Related Work & Insights¶
- vs TAL (Task-Aware Learngene): Both use pre-trained models, but TAL uses indirect functional-level supervision. PITH directly inherits internal weights, making it a more direct and efficient extension.
- vs LoGAH / GHN-3: PITH is built on LoGAH's low-rank generation but utilizes pre-trained knowledge, whereas prior GHNs start from scratch.
- vs Weight Selection (First-N source): Weight selection uses heuristic rules to extract parameters, lacking adaptive learning. PITH uses a HyperNetwork to learn optimal projection strategies across diverse configurations.
Rating¶
- Novelty: ⭐⭐⭐⭐ Inheriting pre-trained weights directly within the GHN framework and shifting the view to "generating projection matrices" is clever.
- Experimental Thoroughness: ⭐⭐⭐⭐ Comprehensive coverage of Decathlon, unseen tasks, and parameter space visualization. However, it is limited to ViT architectures.
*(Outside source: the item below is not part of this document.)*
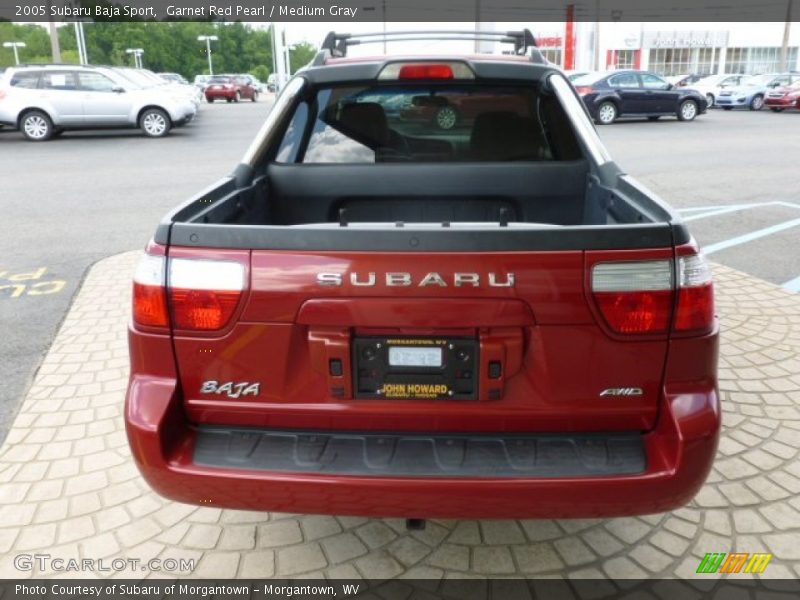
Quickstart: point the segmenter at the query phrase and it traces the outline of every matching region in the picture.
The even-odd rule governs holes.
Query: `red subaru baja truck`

- Writing Quality: ⭐⭐⭐⭐ Logical progression of motivations (indirect supervision → direct inheritance → dimensionality challenges → HyperNetwork projection generation).
- Value: ⭐⭐⭐⭐ Provides high-quality initialization for resource-constrained scenarios. The methodology is inspiring for parameter reuse research.